It is increasingly clear that climate change represents a significant threat to our way of life. While not undisputed, evidence that the present trend of carbon emissions will result in significant warming that will impose considerable economic, environmental, and social costs is compelling and getting stronger every year. It is an open question whether and how existing institutions will respond.
Over the past few years, a growing movement has called on investors, including institutions of higher learning, to divest their endowment funds of companies that produce fossil fuels. While a few large institutions such as Stanford and Harvard have rejected full divestment in favor of vague commitments to make their endowment investments carbon-free sometime in the future, most of the other schools with multibillion-dollar endowments have thus far said no to divestment outright. It is the schools with the smaller endowments and that can least afford it that are acting on this.
While well-meaning, these calls are unlikely to result in positive change and will most likely lead to smaller revenue for the intended beneficiaries of these endowments. Fund managers should continue to manage the funds entrusted to them to maximize the long-term risk-adjusted return, giving colleges maximum flexibility to meet the challenges of tomorrow. Those concerned about greater climate warming can have a greater impact by using ownership in these companies to press them to take advantage of the inevitable changes.

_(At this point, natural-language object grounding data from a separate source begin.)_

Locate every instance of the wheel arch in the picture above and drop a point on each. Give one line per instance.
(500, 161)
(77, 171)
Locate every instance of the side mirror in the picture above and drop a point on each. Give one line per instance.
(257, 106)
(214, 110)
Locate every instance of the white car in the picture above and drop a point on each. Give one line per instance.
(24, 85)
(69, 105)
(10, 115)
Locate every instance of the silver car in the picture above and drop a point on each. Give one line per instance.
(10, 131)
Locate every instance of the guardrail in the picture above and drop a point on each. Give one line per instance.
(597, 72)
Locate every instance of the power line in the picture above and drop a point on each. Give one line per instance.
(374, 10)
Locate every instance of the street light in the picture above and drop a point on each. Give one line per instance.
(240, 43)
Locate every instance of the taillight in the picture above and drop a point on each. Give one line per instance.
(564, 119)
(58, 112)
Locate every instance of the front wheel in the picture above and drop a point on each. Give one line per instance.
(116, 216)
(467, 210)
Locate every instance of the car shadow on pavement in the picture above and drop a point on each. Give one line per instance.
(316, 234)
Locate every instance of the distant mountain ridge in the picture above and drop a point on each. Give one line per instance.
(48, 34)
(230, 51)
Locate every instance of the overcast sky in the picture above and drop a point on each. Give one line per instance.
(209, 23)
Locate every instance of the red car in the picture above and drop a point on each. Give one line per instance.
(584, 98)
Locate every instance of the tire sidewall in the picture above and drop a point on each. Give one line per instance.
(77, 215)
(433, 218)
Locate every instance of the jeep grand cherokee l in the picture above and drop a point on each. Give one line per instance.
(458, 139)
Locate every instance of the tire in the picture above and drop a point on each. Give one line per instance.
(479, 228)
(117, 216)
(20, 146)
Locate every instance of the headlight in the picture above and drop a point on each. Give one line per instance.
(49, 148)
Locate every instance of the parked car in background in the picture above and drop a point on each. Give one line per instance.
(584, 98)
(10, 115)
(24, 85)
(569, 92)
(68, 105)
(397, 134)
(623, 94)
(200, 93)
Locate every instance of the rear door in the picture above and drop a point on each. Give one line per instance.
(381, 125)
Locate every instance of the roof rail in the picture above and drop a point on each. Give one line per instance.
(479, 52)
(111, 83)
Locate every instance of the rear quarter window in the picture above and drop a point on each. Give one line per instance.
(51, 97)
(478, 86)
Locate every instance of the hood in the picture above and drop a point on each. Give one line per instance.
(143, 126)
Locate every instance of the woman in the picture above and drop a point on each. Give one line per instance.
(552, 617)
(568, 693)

Smaller revenues would be especially painful in the short term for colleges and universities, as the coronavirus presents many colleges with an existential threat. The last several years have seen a growing number of smaller colleges forced to close down, unable to respond to demographic and financial challenges. National lockdowns have only increased the threats, significantly reducing college revenues even as they increase expenses. Michael Horn, an education professor at Harvard, forecasts that as many as one-fourth of all institutions might cease to exist as independent entities in the next decade — and that was before the pandemic.

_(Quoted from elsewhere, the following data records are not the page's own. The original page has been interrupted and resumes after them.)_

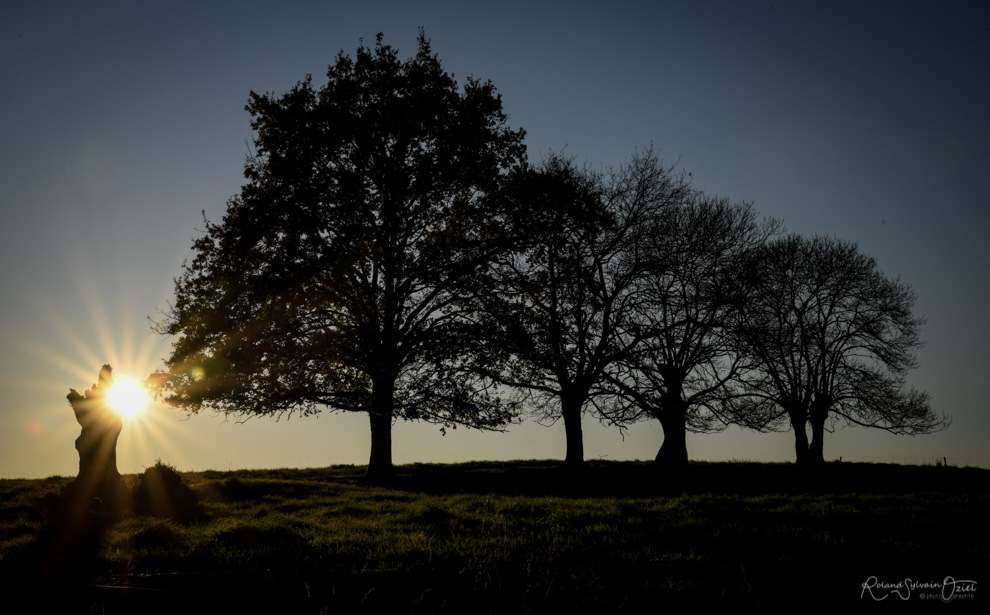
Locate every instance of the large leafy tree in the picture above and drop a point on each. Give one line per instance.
(832, 339)
(691, 300)
(568, 295)
(341, 275)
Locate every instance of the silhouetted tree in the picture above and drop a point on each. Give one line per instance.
(690, 303)
(97, 443)
(833, 339)
(567, 298)
(338, 276)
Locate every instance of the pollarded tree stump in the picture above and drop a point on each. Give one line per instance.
(97, 444)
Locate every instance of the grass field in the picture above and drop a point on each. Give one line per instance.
(511, 537)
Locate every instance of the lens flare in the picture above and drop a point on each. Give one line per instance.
(127, 398)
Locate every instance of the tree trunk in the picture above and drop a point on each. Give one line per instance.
(380, 414)
(571, 412)
(800, 440)
(673, 450)
(818, 416)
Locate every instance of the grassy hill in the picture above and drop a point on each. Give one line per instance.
(505, 538)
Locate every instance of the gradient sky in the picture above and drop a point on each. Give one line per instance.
(121, 122)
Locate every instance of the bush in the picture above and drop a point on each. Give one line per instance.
(161, 492)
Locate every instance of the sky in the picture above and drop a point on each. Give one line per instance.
(122, 123)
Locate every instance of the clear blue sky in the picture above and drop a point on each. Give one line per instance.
(120, 122)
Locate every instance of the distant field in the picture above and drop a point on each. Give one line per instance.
(512, 538)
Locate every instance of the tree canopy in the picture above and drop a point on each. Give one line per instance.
(340, 277)
(832, 339)
(567, 297)
(691, 302)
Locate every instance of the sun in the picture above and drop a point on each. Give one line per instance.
(126, 397)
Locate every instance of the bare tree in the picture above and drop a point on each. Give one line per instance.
(681, 374)
(832, 339)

In such a climate it is misguided to ask universities to focus on anything other than income and their students when managing their endowments. After all, most institutions do not have large endowments to fall back on: According to the American Council on Education, the vast majority of endowment wealth lies in the hands of a few of the top colleges. Fifty-three percent of private institutions have endowments of less than $10 million, and the median at private colleges and universities is $7.9 million. Only 62 institutions have endowments of over $1 billion.
Given their wealth, it may be tempting to demand these schools sacrifice some of it to pursue other goals, such as saving the planet from catastrophic warming, but it would still be unwise. For one thing, state laws, such as the Uniform Prudent Management of Institutional Funds Act, often restrict a trustee’s discretion to act on motives other than yield.
More broadly, university endowments represent a compact between donors, the institution and future students. The vast number of supporters presumably donate to colleges to support the education of current and future students. Investment strategy and political causes are presumably not major concerns. Using these funds to pursue social causes that donors may not approve of and that lessen the impact of their gifts could reduce future donations.
Another perspective is that universities hold their endowments in trust for students. A decision to accept lower returns in order to put pressure on oil companies would violate this trust while opening the door to various other politically motivated pressures to weaponize the endowment in the pursuit of various other social goals.
Energy stocks are especially attractive to investors because they have a long history of steady dividends that are presently significantly higher than Treasury yields. This does not mean institutions should always own energy stocks: If the companies fail to pursue good management practices in the face of growing concern about climate change or if governments enact policies that reduce profits in the sector, fund managers will have to reassess their portfolios.
Divestiture would also be ineffective. Divested shares would be quickly purchased by other investors more concerned with profit than with politics. As a result, companies are unlikely to feel any pressure to change their policies or business models.
Oil companies are perfectly aware that the world is changing and are trying to adjust as well. Some of them, like Shell, are attempting to diversify their energy production portfolio to include more renewable fuels, while others remain focused on improving productivity and preparing for a future that likely includes some sort of carbon tax.
But the growing use of financial markets to pursue political goals is ultimately counterproductive, and it imposes considerable ancillary costs on people who can least afford it — in this case the students who depend on the financial aid and other assistance afforded by a school’s endowment. Students who want to effect change need to do the hard work of convincing both company management and the general public to support policies to lower emissions and increase adaptation to warming. This requires sustained effort and a willingness to engage in constructive dialogue with people that see the world from a different perspective. The strong history of liberal education should make universities ideal places for such an effort.
Joseph V. Kennedy is president of Kennedy Research LLC and a senior fellow with the Information Technology and Innovation Foundation. The views expressed here represent his own and should not be attributed to any organization.